In May, the US Department of Education announced that it would begin “involuntary efforts to gather” for approximately 5.3 million people who were overdue on their federal student loans. Previously, the government launched a pause at the beginning of the Covid-19 pandemic in 2020, but this ended, as well as some of the opportunities to repay former President Biden and initiatives for forgiveness for a loan.

Notifications sent by the Education Division have called on the borrowers by default to contact their default grant group to make a monthly payment, to enroll in a plan for payment of income, or to register for a loan rehabilitation. In order to cover the debt due, those who have not made one of them will see their salaries garnished and the tax refunds confiscate.

And their benefits to social security are decreasing.
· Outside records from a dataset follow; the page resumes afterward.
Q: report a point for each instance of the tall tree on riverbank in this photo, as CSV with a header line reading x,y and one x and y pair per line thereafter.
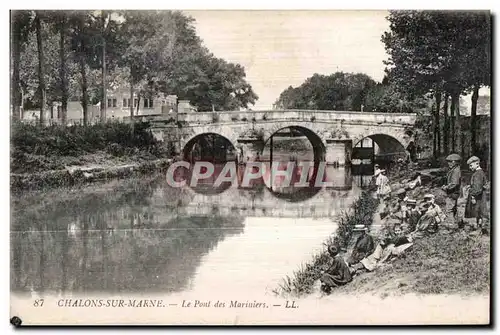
x,y
80,41
41,67
441,53
140,43
20,28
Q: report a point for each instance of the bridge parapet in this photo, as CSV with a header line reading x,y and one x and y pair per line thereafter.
x,y
303,115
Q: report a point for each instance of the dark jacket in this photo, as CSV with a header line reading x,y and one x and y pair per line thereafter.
x,y
363,247
453,179
477,185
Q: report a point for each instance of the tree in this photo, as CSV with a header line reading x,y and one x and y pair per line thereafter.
x,y
41,64
386,98
80,37
21,26
436,52
338,91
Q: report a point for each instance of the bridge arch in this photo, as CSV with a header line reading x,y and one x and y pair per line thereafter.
x,y
319,148
389,146
197,138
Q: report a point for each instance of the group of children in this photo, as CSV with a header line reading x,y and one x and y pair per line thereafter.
x,y
404,220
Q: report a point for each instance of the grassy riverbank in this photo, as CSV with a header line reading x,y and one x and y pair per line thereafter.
x,y
444,263
56,156
37,149
301,282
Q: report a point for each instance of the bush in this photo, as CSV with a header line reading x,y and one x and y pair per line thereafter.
x,y
40,145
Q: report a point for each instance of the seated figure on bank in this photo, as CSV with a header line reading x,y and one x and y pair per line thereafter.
x,y
338,273
427,224
390,244
363,247
412,216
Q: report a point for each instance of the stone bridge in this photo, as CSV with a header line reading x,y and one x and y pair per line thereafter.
x,y
332,134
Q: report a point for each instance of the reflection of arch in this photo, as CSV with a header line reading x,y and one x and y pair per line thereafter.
x,y
202,138
292,194
316,142
389,147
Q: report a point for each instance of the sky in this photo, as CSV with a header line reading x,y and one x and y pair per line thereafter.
x,y
283,48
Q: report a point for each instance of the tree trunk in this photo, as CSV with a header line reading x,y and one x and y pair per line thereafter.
x,y
434,135
436,125
16,55
62,71
458,127
41,64
104,83
452,121
83,73
446,128
131,107
473,120
85,98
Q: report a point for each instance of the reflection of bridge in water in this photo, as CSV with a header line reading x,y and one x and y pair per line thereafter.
x,y
281,202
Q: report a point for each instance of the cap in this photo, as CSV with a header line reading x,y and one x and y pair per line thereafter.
x,y
453,157
400,191
425,205
411,202
333,249
472,160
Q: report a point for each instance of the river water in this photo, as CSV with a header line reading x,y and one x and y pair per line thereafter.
x,y
145,236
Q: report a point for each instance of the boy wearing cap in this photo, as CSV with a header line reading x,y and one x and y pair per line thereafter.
x,y
426,224
452,189
412,215
475,205
338,274
363,247
434,208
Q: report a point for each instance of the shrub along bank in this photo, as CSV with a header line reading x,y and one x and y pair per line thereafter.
x,y
50,156
35,148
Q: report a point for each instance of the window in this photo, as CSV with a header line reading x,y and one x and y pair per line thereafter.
x,y
148,103
112,102
126,103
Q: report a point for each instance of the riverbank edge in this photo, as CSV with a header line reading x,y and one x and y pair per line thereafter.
x,y
80,176
301,282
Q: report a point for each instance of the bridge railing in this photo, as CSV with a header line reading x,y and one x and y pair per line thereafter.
x,y
303,115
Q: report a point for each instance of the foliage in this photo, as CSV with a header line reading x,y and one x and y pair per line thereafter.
x,y
386,98
37,148
302,281
441,53
338,91
158,52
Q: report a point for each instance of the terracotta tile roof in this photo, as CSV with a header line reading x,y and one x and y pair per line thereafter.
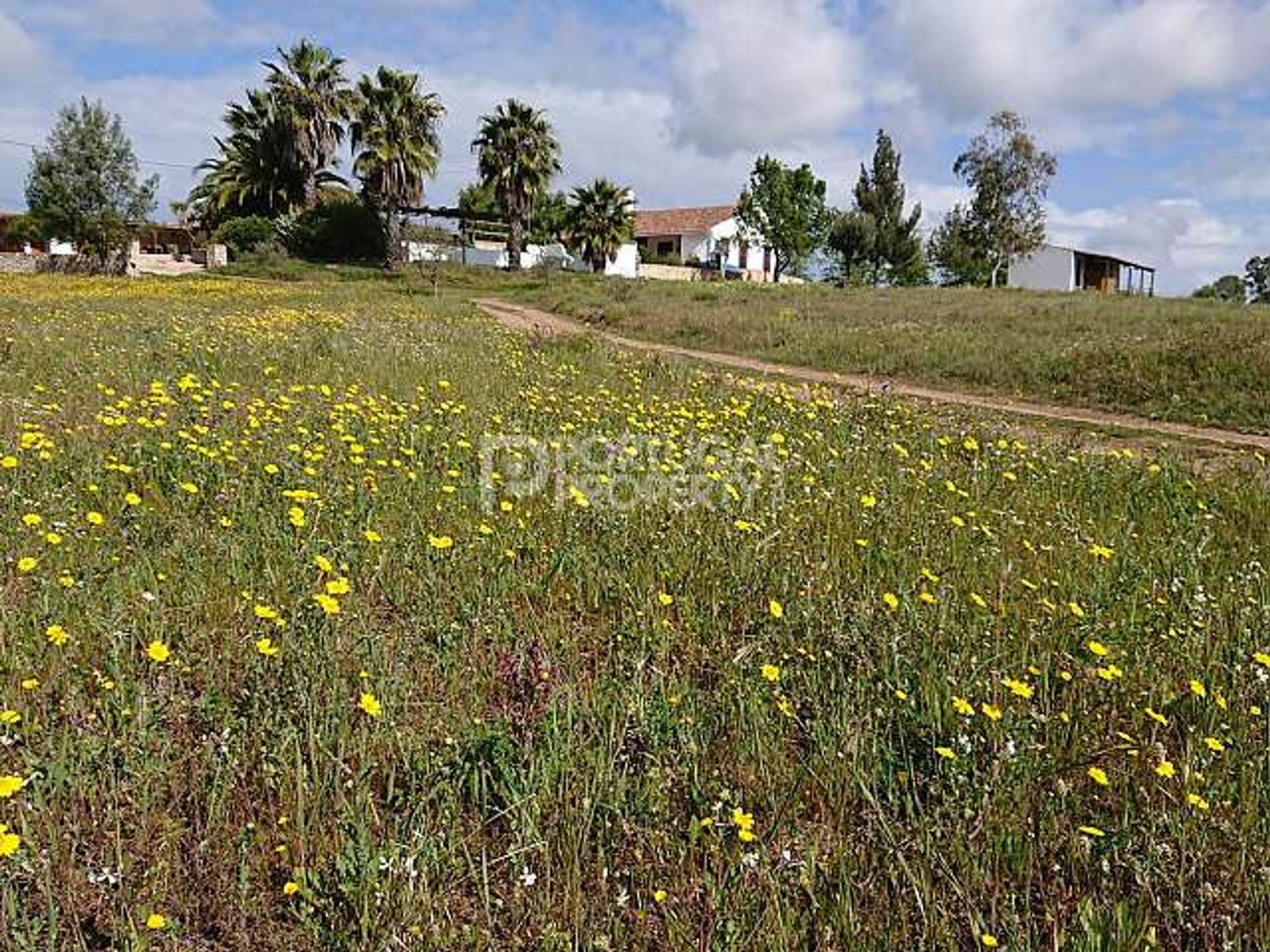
x,y
681,221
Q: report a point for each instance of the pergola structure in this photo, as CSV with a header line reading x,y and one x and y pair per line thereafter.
x,y
1111,274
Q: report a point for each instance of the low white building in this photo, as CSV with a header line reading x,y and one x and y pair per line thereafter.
x,y
1057,268
709,237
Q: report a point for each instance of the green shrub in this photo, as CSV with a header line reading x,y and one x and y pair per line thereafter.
x,y
337,230
245,235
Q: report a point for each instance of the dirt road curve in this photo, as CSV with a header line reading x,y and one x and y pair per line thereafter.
x,y
532,321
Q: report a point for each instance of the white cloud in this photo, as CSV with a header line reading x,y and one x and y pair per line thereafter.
x,y
1075,66
1188,243
755,74
19,52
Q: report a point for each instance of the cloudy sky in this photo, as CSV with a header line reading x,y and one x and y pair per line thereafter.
x,y
1159,110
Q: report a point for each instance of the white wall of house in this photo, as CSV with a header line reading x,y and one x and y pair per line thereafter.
x,y
625,264
487,257
702,247
1049,268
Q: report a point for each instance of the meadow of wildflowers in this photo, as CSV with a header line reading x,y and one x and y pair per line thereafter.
x,y
296,656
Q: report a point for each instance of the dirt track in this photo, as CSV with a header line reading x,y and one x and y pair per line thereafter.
x,y
542,324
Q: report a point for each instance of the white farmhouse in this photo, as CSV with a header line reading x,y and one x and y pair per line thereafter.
x,y
709,237
1057,268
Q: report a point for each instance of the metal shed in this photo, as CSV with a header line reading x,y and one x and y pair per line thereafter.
x,y
1057,268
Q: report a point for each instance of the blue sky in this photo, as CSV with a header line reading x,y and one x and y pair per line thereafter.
x,y
1158,108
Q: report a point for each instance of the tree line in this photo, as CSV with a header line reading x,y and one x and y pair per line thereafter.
x,y
276,175
280,158
878,243
1253,288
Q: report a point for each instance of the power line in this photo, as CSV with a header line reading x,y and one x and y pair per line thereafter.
x,y
451,171
140,161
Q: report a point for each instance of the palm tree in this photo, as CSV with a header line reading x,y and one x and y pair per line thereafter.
x,y
313,100
517,158
396,145
253,175
601,220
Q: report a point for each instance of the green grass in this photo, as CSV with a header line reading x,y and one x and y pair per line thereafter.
x,y
553,731
1188,361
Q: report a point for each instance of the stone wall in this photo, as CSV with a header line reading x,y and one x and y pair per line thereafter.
x,y
668,272
17,263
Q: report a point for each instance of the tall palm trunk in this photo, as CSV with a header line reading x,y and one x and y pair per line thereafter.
x,y
394,254
515,241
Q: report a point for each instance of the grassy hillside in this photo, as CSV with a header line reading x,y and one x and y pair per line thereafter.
x,y
1188,361
298,651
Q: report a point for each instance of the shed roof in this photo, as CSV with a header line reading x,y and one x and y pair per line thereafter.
x,y
681,221
1087,253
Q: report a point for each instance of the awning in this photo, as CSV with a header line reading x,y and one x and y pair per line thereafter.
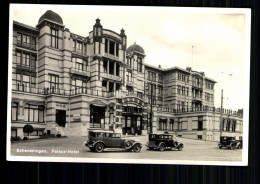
x,y
98,103
33,102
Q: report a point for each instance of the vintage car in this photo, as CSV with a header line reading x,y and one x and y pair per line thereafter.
x,y
164,141
229,142
99,140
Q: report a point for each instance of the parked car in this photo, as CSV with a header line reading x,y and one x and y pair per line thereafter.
x,y
230,143
99,140
164,141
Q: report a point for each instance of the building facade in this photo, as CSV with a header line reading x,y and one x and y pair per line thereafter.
x,y
64,83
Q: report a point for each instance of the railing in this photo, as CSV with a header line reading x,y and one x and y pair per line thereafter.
x,y
198,98
26,67
26,45
194,84
80,72
110,76
97,125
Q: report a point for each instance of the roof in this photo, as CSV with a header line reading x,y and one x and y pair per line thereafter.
x,y
25,26
50,15
135,48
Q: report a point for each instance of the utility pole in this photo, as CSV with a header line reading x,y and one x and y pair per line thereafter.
x,y
221,111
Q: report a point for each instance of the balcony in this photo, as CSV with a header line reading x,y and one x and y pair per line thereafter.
x,y
196,85
25,68
111,77
197,98
80,72
111,56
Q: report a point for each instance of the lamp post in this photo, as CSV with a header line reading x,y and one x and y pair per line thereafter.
x,y
151,106
221,111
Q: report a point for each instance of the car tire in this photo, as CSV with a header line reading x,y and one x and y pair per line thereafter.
x,y
92,149
137,148
180,148
127,144
162,147
99,147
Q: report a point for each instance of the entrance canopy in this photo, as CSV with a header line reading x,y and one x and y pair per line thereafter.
x,y
98,103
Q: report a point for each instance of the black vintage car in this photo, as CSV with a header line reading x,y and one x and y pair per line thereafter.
x,y
164,141
99,140
230,143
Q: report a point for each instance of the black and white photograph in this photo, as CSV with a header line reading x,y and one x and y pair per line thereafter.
x,y
124,84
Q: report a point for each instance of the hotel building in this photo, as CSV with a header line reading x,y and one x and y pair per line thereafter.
x,y
64,83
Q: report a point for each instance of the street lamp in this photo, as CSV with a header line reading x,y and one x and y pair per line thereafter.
x,y
151,107
221,110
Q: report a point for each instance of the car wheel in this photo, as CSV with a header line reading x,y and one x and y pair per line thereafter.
x,y
162,147
99,147
128,144
92,149
137,148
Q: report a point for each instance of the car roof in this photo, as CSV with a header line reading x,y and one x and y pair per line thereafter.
x,y
104,131
162,134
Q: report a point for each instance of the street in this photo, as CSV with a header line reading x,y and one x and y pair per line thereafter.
x,y
194,150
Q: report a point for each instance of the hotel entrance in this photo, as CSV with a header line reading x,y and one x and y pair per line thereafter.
x,y
132,125
132,121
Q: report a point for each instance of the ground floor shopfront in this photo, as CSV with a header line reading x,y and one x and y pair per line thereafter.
x,y
76,115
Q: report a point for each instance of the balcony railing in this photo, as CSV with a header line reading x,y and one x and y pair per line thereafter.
x,y
198,98
196,85
26,45
77,71
110,76
26,67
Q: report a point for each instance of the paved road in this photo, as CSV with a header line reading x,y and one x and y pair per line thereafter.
x,y
194,150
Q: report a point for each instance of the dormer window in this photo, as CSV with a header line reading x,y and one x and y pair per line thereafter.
x,y
54,38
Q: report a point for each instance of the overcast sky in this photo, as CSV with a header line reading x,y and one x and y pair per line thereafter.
x,y
167,36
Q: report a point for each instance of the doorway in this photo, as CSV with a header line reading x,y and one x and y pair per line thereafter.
x,y
61,117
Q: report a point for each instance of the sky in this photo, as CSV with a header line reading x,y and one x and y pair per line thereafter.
x,y
204,39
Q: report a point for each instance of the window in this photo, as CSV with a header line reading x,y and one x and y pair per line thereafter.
x,y
104,85
129,77
171,124
139,94
117,69
106,45
26,41
117,49
111,47
54,81
129,89
179,90
26,59
129,63
78,85
24,81
179,76
139,64
160,77
54,38
33,113
14,111
79,64
200,123
160,90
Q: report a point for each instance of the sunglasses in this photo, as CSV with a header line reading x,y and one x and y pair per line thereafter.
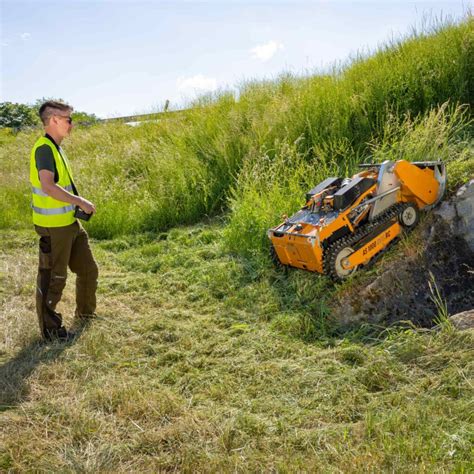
x,y
68,119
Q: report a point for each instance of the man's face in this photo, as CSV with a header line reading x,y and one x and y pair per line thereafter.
x,y
62,123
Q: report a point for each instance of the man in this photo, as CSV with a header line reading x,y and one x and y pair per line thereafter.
x,y
63,240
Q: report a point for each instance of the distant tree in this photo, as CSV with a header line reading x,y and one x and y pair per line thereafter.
x,y
17,116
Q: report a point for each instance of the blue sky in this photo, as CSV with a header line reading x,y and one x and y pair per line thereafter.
x,y
114,57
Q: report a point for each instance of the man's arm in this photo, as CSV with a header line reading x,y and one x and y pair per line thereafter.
x,y
49,187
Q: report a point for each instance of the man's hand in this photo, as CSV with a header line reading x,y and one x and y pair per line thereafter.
x,y
57,192
86,205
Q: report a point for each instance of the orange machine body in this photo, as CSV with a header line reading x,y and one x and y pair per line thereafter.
x,y
365,205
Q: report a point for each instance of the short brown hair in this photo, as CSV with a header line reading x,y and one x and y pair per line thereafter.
x,y
49,108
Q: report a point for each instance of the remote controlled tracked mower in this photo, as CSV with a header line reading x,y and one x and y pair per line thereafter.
x,y
347,223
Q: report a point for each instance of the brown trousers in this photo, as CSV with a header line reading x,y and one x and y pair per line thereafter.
x,y
60,247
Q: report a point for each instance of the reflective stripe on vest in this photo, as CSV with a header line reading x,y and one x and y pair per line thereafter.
x,y
40,192
54,211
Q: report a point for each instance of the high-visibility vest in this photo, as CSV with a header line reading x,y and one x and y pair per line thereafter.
x,y
47,211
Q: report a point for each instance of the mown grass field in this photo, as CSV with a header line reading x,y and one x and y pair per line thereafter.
x,y
203,357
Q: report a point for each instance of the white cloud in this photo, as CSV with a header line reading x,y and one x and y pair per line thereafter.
x,y
198,82
266,51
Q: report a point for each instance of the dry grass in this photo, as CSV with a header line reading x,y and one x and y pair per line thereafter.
x,y
197,364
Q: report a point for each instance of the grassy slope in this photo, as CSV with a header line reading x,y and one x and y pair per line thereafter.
x,y
196,364
174,172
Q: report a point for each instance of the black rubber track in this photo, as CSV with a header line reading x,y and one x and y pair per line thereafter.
x,y
353,240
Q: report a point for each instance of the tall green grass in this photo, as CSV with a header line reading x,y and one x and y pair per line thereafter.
x,y
267,189
189,165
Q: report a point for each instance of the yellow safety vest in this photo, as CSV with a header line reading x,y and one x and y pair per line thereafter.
x,y
47,211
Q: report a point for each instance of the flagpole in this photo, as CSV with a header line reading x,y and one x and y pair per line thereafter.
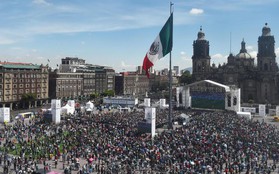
x,y
170,86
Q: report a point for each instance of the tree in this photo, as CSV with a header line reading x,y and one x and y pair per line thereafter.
x,y
186,77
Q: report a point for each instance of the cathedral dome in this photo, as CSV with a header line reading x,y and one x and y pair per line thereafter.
x,y
243,54
266,30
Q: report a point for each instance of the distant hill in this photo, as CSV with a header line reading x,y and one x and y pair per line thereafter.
x,y
188,69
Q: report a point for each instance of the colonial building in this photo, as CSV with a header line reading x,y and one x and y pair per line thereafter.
x,y
131,84
259,83
23,85
76,79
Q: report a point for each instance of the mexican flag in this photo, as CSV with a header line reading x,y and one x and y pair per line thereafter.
x,y
161,46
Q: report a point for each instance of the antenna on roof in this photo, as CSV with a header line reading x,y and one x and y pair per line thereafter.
x,y
230,42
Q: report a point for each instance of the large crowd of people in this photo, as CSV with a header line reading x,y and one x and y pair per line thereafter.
x,y
211,142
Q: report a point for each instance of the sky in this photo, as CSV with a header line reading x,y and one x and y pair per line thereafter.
x,y
118,33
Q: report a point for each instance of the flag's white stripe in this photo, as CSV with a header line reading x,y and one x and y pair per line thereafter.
x,y
159,55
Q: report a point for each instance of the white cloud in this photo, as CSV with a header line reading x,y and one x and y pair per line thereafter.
x,y
126,66
219,58
249,47
6,40
196,11
44,2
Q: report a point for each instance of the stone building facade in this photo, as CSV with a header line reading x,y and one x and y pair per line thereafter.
x,y
259,82
19,79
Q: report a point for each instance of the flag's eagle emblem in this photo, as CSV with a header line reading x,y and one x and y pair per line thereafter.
x,y
154,48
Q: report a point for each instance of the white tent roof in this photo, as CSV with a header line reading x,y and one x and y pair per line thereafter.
x,y
227,88
66,106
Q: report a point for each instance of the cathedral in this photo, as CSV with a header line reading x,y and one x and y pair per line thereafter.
x,y
259,82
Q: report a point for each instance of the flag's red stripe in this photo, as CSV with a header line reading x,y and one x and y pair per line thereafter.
x,y
146,65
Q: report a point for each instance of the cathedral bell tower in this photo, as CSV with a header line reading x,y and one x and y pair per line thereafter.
x,y
266,53
201,58
267,88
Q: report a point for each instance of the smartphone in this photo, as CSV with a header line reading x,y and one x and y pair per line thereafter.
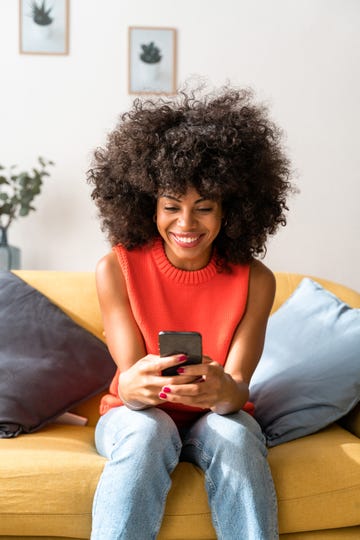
x,y
189,343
Of the 5.3 million borrowers, approximately 425,000 are 62 years old or more, according to the Consumer Bureau.

Here’s what you can do.

Social Security benefits have a special garnish protection, with restrictions on how much they can be garnished from the Ministry of Finance Compensation Program.

Money cannot be taken for medical debts, bankruptcy or civil cases. But this can be garnished with various restrictions to pay the child’s maintenance, maintenance or restitution and debts due to the federal government, as student loans.

Most that can be taken for federal debts, such as student loans. is 15%, which is not insignificant for people living with fixed income. Currently, $ 750 a month social security income is protected from garnishing, which can place the recipients below the poverty line.

So far, you had to get a notice from the education department if you are in default, and the US Secretary of Education Linda McMahon has called on all colleges and universities who receive federal funding assistance to contact all former students by June 30 to remind them of their obligation to pay off every federal student.

In order to be default, you will need to have 270 days (approximately nine months) non -payment for most federal student loan staff. Check the terms of your specific student loans. After 360 days, the loans are transferred to the Defaults to the Ministry of Education.